Early on in The Wind That Shakes The Barley, Damien O'Donovan (a superb Cilliian Murphy) is saying his goodbyes to family and friends before setting off to England to work as a doctor.
But he witnesses a a unit of Black and Tans (ill-disciplined ex British soldiers sent to Ireland in 1920 by the British government) murder an innocent lad because he refused to speak English and would only converse in his native tongue.
http://a69.g.akamai.net/7/69/7515/v1...o/2006/258.jpg
G'wan Ken. You deserve it!
The horror of the incident convinces him to stay on and join his brother Teddy (noble Padraic Delaney),and others,including Liam Cunningham's train driver turned terrorist, in facing up to the ruthless Black and Tan squads.
They form a volunteer guerrilla army in their struggle to thwart the invaders. They want to an independent Ireland and believe it's their right to fight for it.
Violent reprisals lead to further bloody acts by both sides. The Black and Tans, a so-called peace-keeping force, committ atrocious acts ,but the Republicans employ classic guerilla tactics to propel them.
Such scenes, as shot by Loach,and his master cinematographer Barry Ackroyd, brilliantly convey the sense of desperate combat at a desperate time.
Loach and his long-time screenwriter Paul Laverty meander halfway through the film ,but it's still pure Loach, as they try and balance the arguments. Stick with it and you are rewarded.
The film-maker though has always seen the British Empire as a monument of exploitation and conquest, and it's not difficult here to see how the story in The Wind That Shakes the Barley reflects another foreign power sending in troops to an almost third-world country today.As the director noted to me Monday night after winning the Palme d'Or at the Cannes Film Festival, 'Maybe if we start telling the truth about the past, we can start telling the truth about the present'.
The Black and Tans have become a blight on our history in Ireland and Loach wants us to understand and acknowledge that. It would be truly marvelous if the audiences that turned out for X-Men: The Last Stand would also troop in to see Loach's latest,but I know that won't happen. To entice them,Loach would have had to have turned his film into populist hack fare. He couldn't do that, it's not in his blood.
It's worth noting that the film's title comes from a Fenian folk song written by Robert Dwyer Joyce (1830-1883) that when read in full is as profoundly moving as the movie.
Here's one verse: Twas hard the woeful words to frame. To break the ties that bound us. But harder still to bear the shame. Of Foreign chains around us.
The Wind That Shakes The Barley, passionate and provocative, opens in the UK soon.
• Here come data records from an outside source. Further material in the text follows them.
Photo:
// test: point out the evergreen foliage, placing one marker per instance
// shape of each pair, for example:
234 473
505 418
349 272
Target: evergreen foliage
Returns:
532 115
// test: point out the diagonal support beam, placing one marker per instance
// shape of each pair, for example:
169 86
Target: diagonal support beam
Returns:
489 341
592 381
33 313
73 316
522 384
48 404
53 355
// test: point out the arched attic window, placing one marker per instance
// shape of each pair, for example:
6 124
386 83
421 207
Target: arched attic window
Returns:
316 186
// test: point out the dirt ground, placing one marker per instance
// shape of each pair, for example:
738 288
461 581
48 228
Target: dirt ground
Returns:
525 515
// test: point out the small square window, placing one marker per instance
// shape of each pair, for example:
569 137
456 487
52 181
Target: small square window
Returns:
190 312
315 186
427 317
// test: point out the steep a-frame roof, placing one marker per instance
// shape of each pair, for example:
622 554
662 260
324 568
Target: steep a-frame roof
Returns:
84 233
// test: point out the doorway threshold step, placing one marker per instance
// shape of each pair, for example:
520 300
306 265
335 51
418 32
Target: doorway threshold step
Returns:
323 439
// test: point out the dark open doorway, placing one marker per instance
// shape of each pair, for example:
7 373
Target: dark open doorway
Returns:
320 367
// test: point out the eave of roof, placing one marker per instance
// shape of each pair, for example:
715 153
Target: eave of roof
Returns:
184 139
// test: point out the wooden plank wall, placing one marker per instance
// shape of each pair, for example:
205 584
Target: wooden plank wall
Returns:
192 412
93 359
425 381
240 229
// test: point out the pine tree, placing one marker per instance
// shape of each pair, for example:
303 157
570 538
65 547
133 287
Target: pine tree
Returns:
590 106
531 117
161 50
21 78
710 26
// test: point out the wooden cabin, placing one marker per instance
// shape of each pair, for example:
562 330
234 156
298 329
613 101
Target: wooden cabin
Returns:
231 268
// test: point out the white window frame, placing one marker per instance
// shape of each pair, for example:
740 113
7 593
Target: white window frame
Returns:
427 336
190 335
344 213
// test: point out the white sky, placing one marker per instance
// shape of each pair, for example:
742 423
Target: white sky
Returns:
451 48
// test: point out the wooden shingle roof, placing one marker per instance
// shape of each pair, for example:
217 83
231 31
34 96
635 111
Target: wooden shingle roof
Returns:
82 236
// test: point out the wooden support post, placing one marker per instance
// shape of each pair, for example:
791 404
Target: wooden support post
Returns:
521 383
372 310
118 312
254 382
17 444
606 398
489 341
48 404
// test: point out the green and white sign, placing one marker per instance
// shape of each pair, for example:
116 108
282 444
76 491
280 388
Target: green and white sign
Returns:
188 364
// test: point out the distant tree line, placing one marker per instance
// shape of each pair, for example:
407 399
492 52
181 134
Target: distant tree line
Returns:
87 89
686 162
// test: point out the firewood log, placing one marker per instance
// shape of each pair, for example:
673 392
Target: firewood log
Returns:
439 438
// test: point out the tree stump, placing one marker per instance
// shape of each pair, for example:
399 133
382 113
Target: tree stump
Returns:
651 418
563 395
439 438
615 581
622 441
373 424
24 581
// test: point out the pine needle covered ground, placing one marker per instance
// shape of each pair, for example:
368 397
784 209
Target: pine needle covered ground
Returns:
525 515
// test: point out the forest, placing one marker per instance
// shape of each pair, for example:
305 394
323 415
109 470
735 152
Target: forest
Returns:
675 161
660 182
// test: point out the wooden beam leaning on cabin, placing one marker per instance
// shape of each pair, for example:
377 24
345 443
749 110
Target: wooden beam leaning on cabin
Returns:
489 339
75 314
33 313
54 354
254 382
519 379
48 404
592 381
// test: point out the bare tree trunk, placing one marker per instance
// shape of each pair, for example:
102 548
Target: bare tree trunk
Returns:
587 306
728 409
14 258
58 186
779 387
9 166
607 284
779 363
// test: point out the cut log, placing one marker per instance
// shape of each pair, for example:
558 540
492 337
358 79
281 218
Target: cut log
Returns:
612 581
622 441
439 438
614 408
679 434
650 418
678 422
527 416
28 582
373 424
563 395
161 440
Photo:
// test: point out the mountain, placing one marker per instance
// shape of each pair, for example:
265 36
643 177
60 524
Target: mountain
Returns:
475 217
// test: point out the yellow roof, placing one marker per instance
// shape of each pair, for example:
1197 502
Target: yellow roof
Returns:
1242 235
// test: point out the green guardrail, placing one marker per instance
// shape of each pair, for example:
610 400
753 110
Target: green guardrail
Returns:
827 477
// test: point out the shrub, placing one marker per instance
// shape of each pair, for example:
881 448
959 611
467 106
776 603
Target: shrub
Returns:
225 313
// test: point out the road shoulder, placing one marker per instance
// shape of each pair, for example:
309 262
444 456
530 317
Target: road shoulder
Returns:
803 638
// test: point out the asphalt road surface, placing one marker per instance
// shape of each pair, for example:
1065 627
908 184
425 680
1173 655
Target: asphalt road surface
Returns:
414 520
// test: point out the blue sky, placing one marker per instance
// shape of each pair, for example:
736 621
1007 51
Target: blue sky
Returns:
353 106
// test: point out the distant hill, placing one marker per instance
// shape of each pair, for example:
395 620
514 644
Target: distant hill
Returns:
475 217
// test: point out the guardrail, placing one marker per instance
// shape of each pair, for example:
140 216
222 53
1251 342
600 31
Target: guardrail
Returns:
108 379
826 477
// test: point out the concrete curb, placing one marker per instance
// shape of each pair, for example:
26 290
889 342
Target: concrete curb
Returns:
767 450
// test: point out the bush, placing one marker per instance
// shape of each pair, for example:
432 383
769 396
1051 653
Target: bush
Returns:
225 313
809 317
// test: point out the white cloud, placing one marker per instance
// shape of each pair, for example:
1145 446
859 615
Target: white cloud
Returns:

[Partridge: Interestingly, while this time around Loach was widely cheered and lauded in the winners press conference - in 1990 his film Hidden Agenda won the Cannes Special Jury Prize. He was harangued by British film critics at that press conference. The subject matter of that film was the British State's 'shoot to kill' policy in Northern Ireland. Seems atrocties 80 years ago are ok to frown upon, but not the more recent ones. I hope Ken makes a film about Iraq or Afghanistan.]